A friend who owns a restaurant gets these calls at least once a week asking to cater a meal,trying to use multiple credit cards. Often out of state, the last one asked for 200 meals, she caught on early that it was the same scam and said they did not cater less than 500 meals. The person agreed no problem. Getting the police involved did little good. They often pose as deaf people using a operator service as a go between.

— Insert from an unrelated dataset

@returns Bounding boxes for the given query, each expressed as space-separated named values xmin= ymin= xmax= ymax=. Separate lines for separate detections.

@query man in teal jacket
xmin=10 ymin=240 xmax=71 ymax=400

Major scam..... Prey on knowing we need the money...


----------



## threeplusme (May 5, 2012)

Yep, this is a scam. I have also received several of these emails and even a phone call.


----------



## jsf (Aug 4, 2009)

It's a SCAM!


----------



## binki (Jul 16, 2006)

*SCAM!!!!!!!!!!!!!!!!!!!!*


----------



## simpex (Jun 26, 2008)

I got a request for 500 blanks I dont sell blanks and because I read this forum very frequently I know this is a fake . I will not reply. Sam


----------



## binki (Jul 16, 2006)

Here is how the scam works. They order some bulk something that doesn't make any sense at all. Then they over pay you with a check or credit card and ask you to either send the balance back to them or to use the balance to pay a shipper they specify. That is the hook. The credit card is stolen or the check is a fake and the shipper they use is really them. So you pay them with your credit card (which they steal) and the check bounces or the credit card comes back in a week as stolen and you are stuck with a bunch of inventory that you can't sell plus a charge-back or NSF fees and you lost the shipping money and your credit card number is stolen. 

cute huh?


----------